Process planning would entail following activities at the existing warehouse. Step by step preparation of inventory at the existing warehouse for shipment, the sequence of inventory handing over by the existing warehouse for shipping out, the process of counting and handing over inventory, handing over documentation and sign off process. The plan should also cover the allocation of necessary resources, teams including supervisory and management staff.
Transport management planning would have to ensure that the transporter provides dedicated capacity and containers as planned without disruption. Sufficient arrangements for loading equipment and teams would have to be planned. The inventory loading plan should cover details of how inventory would be loaded in sequence and the documentation process. The documents and loading information would have to be passed on to the receiving warehouse electronically before shipment reaches, so that the receiving teams can prepare the systems and teams in advance with the information on what to expect in each container.
The receiving team operations would have to plan in detail to receive shipments, unload, count and put away materials and upload the inventory into the system before declaring the warehouse ready to start operations and serve orders.
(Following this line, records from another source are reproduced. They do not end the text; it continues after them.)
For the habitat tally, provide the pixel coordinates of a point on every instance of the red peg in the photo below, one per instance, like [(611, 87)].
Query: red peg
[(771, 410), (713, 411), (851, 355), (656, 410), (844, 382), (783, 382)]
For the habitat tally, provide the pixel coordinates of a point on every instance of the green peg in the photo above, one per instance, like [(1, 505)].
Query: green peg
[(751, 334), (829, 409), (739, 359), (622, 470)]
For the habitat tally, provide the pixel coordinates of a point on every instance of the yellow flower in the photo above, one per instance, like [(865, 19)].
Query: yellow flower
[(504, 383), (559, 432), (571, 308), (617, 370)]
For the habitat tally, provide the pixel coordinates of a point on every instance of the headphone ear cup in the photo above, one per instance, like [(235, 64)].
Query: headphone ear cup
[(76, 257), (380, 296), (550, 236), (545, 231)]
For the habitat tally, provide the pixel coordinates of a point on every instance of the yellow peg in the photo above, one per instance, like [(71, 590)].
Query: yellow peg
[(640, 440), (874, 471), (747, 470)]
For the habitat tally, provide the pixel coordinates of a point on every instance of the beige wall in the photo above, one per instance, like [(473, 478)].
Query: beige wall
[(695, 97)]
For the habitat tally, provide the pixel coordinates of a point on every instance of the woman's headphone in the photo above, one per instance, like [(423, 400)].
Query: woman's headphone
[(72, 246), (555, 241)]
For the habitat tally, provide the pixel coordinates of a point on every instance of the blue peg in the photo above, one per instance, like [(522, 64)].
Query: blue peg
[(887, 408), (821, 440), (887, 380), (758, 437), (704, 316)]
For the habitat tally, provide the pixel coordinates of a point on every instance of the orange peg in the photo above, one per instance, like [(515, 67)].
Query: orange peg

IT plays an important and critical role. Detailed planning would entail setting up of new location and transfer of inventory in the system or transferring the existing inventory database to the new service provider. Aspects of location changes, layout changes or process changes would have to be worked out in detail, along with trails undertaken to ensure interfacing and data transfer in sync with the WMS at the new service location. In a migration scene, resolving the inventory discrepancies arising from the transfer and ensuring a hundred percent matching of physical inventory to the new system upload at the new warehouse location with the system at the companies end is most critical to the entire operations.